Utilitarian Economics: Not the Only Ballgame in Town


While economists should continue to advance their profession as an empirical science, they must never lose sight of their liberal arts roots.

I remember the day very well when my professor’s family visited one of my economics classes.  In front of a full lecture hall, the professor asked his son—maybe six years old—to tell the class the purpose of economics.  His son took the microphone and replied, “To maximize utility.”

It must have been two minutes before the class stopped laughing.  I chuckled, too; it was pretty funny.  But there was a somber side to the episode as well: it highlighted a serious deficiency in how economics is taught in contemporary academia.  Despite a richly diverse tradition of Western ethical philosophy, including the deontological and natural law schools, among others, academic economists systematically assume a utilitarian normative framework when teaching and conducting research.

Anyone who has taken Econ 1A remembers the distinction between “positive” and “normative” economics.  The first refers to the scientific dimension of economics and tries to answer the question, given an economic scenario, “What will happen?”  The second refers to the ethical dimension of economics and tries to answer the question, “What should happen?”

What is odd is that, having presented the two branches of economics as equally important in Econ 1A, the Stanford Economics Department goes on to train its majors in advanced empirical techniques while offering nary a single course that focuses on teaching them to think critically about ethics.

Unfortunately this tendency is not particular to the Stanford Economics Department, but seems to be endemic of the broader economics community.  As a result, economics Ph.D.s graduate as mathematical wizards but often with scant background in the liberal arts.  Lacking the tools to challenge the prevailing wisdom that the aim of economic policy should be to maximize some collective utility function, they internalize this notion and pass it on to the next generation of economics students.

It is worth asking what sparked the cycle; why a utilitarian normative framework became institutionalized in academic economics in the first place.  I would identify two causes.  First, many of the watershed figures of modern economics, such as John Maynard Keynes and Ludwig von Mises, were steeped in the tradition of Benthamite utilitarianism.  As the economics profession drifted from the liberal arts, what had been a conscious, educated decision to embrace utilitarian ethics lapsed into a more passive acceptance of an institutionalized norm.

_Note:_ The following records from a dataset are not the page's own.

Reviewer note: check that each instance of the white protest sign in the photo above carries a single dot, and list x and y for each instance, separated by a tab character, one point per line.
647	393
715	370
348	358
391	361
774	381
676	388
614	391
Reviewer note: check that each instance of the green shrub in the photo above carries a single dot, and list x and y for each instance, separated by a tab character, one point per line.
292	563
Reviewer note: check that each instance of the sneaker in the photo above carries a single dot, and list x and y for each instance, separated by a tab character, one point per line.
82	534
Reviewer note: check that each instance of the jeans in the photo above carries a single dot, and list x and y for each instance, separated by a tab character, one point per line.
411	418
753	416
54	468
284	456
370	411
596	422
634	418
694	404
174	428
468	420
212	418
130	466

Perhaps more importantly, a certain kind of utilitarianism is crucial to the proper execution of positive economic research.  Economists regularly assume a sort of descriptive utilitarianism as a model for human behavior: individuals act in a way that maximizes their utility given a set of preferences.  Even if it is not entirely accurate in reality, the commensurability of all goods under the single proxy good of utility is extremely useful for the building of the quantitative, prescriptive models that constitute positive economic science.

It is vital, however, to distinguish between utilitarianism as a model for human behavior—a positive thesis about how humans in fact tend to behave—and utilitarianism as a system of ethics—a normative thesis about how humans ought to behave.

Academic economists seem to have conflated the two, as if the latter were necessary as a working assumption for the execution of econometric research just as the former.  Policy proposals are judged on the basis of whether or not they are “welfare increasing,” meaning whether or not they have a positive impact on a social utility function based on individual subjective preferences.

For the ethical utilitarian, no act can be so heinous as to be wrong if the aggregate of subjective preferences sanctions it, no human right inviolable if ignoring it is seen as “welfare increasing.”  How far from the vision of the Founding Fathers who, immersed in the natural law tradition, spoke of inalienable rights!

But as tempting as a critique of utilitarian ethics may be, it is not within the scope of this article.  My purpose is not so much to convince the academic establishment that utilitarianism is flawed as to remind them that it is not the only ballgame in town.  While economists should continue to advance their profession as an empirical science, they must never lose sight of their liberal arts roots.  I am sure I speak even for utilitarians when I say that to have our economic policy-makers trained in ethical reasoning would be (dare I say) welfare increasing for all.

Charlie Capps, Economics ’10, is an officer in Stanford Students for Life and a member of the undergraduate leadership board of the Catholic Community at Stanford.